Selama periode tahun 2015-2019 telah terakumulasi 1,4 juta hektare gambut yang terbakar, 70 % (1,02 juta hektare) terjadi di dalam area konsesi. Lalu 36 % (527,9 hektare) terbakar lebih dari satu kali.

Situasi menjadi semakin kompleks ketika Mahkamah Agung memenangkan Pengajuan Kembali (PK) yang Presiden Jokowi ajukan di tahun 2022 pada gugatan citizen law suit (CLS) karhutla di Kalimantan Tengah yang sebelumnya telah dimenangkan warga pada tahun 2019.

“Jelas ini adalah cerminan melemahnya kekuatan hukum dalam menangani kasus karhutla,” imbuh Wahyu.

Dalam studi Pantau Gambut “Kerentanan Kebakaran Hutan dan Lahan Tahun 2023 pada Wilayah Kesatuan Hidrologis Gambut (KHG) di Indonesia” menemukan kawasan gambut rentan terbakar.

Gambut yang terbakar akan melepaskan emisi karbon. Foto: Freepik

Tingkat Kerentanan Karhutla Tinggi

Dari studi dataset tahun 2015-2019, Pantau Gambut menemukan 16,4 juta hektare area gambut di Indonesia rentan terbakar. Adapun area seluas 3,8 juta hektare masuk ke dalam kategori kerentanan tinggi (high risk).

“Sementara, 12,6 juta hektare tergolong ke dalam kerentanan sedang (medium risk),”  ujar Peneliti dan Analis Data Pantau Gambut Almi Ramadhi.

Provinsi Papua Selatan menjadi provinsi dengan KHG rentan terbanyak. Hampir 97 % dari total 1.421 hektare area KHG Sungai Ifuleki Bian– Sungai Dalik berada pada tingkat kerentanan tinggi.

Pantau Gambut juga menemukan wilayah dengan risiko tinggi terluas berada pada Provinsi Kalimantan Tengah. Total luasnya lebih dari 1,13 juta hektare yang tersebar pada 13 KHG.

Ironisnya, KHG Sungai Kahayan–Sungai Sebangau ini di dalam eks-PLG (Proyek Pengembangan Lahan Gambut) satu juta hektare pada masa Soeharto.
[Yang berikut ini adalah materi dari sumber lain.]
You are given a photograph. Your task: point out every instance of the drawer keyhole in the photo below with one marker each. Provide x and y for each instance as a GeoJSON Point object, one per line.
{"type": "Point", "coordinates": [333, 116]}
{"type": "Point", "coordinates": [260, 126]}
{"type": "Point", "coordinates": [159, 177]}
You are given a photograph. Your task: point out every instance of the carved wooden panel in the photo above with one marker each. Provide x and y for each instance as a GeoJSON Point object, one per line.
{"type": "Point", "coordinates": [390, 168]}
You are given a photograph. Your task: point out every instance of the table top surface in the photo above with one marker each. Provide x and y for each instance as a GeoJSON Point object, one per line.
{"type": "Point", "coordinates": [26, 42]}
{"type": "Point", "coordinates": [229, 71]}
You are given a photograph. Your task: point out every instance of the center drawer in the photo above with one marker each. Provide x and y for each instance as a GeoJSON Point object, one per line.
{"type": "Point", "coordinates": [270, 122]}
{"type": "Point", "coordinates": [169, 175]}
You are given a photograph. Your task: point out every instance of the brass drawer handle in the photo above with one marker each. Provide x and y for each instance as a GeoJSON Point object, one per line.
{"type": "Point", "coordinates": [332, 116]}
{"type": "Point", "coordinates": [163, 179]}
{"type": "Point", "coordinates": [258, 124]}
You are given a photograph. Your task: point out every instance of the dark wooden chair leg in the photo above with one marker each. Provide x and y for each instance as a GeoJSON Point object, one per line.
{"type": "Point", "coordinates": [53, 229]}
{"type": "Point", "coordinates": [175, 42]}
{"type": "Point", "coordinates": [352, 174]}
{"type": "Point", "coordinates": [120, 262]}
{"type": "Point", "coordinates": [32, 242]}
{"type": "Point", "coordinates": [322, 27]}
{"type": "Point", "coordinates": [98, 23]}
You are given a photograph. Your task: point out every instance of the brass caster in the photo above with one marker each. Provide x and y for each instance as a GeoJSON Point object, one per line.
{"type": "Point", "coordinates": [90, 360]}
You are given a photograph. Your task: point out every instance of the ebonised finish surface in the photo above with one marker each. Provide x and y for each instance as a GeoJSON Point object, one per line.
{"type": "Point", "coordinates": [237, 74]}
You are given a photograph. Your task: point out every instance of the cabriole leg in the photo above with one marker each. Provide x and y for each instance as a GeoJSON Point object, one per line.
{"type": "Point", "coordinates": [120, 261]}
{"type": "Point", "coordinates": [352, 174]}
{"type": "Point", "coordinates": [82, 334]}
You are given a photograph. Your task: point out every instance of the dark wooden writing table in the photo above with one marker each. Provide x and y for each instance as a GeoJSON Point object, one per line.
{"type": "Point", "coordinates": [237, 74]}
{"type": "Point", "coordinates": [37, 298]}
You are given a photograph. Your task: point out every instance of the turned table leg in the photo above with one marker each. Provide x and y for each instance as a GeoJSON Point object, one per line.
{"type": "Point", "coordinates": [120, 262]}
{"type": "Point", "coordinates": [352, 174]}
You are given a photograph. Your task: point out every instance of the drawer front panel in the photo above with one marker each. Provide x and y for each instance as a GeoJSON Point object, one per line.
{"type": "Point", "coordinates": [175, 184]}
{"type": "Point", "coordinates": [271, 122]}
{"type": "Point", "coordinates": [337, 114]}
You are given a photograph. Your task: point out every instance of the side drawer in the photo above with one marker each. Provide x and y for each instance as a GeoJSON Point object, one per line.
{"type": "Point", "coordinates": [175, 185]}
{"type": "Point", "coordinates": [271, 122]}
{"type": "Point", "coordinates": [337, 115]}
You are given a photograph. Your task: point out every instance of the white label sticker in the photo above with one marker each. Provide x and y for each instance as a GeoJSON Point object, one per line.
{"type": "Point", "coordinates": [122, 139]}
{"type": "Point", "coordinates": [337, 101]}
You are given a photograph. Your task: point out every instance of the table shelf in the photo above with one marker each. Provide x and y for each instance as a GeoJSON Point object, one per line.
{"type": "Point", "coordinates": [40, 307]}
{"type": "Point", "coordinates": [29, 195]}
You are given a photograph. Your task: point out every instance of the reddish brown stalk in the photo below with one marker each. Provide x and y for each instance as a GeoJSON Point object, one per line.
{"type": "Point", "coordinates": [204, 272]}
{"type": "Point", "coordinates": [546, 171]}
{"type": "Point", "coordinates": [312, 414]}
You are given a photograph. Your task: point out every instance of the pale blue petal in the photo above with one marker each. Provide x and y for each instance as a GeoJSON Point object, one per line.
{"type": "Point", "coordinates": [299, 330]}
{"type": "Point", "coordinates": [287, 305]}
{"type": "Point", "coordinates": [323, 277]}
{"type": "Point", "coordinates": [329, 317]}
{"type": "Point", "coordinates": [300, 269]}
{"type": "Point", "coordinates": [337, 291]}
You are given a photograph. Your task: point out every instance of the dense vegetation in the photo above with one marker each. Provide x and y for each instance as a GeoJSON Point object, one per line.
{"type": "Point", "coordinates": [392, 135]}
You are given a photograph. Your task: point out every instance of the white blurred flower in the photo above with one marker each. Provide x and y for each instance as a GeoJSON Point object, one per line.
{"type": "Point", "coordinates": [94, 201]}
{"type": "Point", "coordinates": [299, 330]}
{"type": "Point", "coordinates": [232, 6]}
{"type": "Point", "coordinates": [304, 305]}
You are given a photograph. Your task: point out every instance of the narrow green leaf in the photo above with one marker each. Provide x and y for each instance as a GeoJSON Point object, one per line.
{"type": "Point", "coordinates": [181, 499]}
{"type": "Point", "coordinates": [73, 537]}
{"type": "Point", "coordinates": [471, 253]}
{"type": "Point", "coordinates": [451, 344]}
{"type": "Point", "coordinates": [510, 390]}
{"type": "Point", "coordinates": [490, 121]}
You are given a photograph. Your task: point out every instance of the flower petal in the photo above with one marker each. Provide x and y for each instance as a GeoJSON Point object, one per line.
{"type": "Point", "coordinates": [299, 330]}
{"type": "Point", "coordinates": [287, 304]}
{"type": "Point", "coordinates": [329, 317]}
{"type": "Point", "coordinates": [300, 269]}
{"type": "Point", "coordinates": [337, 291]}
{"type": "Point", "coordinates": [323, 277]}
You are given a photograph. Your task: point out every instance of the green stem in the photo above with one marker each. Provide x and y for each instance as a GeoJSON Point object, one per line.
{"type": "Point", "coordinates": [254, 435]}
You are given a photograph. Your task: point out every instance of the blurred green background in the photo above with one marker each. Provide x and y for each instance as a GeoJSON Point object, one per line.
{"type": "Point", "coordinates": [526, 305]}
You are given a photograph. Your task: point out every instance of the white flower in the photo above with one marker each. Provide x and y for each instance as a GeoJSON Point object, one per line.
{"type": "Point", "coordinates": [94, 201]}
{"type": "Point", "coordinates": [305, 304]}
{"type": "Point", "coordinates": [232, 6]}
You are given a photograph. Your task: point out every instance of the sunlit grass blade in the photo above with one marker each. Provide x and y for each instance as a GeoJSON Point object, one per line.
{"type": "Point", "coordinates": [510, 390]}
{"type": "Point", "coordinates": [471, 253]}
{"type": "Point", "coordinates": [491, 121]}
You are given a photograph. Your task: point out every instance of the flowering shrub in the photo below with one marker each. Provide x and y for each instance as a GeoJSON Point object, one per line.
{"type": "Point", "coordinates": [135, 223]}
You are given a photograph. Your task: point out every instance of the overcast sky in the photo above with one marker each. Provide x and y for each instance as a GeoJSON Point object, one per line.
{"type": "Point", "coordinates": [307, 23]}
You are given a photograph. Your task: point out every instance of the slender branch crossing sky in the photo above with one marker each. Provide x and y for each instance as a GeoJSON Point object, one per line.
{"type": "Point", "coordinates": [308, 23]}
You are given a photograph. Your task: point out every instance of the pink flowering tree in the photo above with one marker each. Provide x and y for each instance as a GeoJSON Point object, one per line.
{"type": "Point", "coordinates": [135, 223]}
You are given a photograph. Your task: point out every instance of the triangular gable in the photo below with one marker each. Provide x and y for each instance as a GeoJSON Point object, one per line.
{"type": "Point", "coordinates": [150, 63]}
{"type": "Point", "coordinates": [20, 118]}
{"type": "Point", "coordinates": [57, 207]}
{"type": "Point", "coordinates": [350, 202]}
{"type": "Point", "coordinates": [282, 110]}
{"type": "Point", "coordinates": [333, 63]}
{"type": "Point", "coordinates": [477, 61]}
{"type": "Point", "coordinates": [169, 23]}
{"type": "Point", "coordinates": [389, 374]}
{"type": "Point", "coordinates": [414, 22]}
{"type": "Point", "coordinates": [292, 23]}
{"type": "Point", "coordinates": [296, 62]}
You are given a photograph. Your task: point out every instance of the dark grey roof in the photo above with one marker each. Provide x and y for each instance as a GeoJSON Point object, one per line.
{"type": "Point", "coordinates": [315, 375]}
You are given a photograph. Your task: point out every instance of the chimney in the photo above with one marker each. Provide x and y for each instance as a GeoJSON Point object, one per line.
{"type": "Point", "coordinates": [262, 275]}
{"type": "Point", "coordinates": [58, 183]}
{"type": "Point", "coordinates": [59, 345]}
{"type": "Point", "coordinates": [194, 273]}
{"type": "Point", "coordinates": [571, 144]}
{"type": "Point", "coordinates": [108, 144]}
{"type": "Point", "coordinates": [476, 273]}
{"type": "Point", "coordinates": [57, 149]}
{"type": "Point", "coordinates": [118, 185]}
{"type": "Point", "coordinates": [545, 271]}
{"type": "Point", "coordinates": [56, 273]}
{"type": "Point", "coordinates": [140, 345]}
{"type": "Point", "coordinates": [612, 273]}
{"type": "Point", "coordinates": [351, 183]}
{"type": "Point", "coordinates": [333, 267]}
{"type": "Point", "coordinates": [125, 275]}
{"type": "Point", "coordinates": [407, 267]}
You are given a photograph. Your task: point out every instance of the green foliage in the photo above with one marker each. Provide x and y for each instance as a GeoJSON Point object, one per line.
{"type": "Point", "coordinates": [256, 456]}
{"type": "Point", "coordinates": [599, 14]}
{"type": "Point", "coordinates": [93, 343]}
Saat ini, sebagian eks-PLG menjadi bagian dari proyek food estate.

Pantau Gambut juga melakukan analisis titik panas (hotspot) 1.275 hotspot. Indikasi karhutla dalam empat minggu, terhitung sejak bulan Januari hingga Februari 2023. Yang perlu menjadi perhatian adalah 381 titik panas di wilayah high risk dan 520 titik panas di medium risk.

Menurut Almi temuan-temuan di atas mengindikasikan adanya korelasi antara ekosistem gambut, kerentanan karhutla, dan kebakaran berulang. Kondisi ini seharusnya menjadi upaya mengoreksi kebijakan dan mengevaluasi konsesi (khususnya yang beroperasi di atas lahan gambut).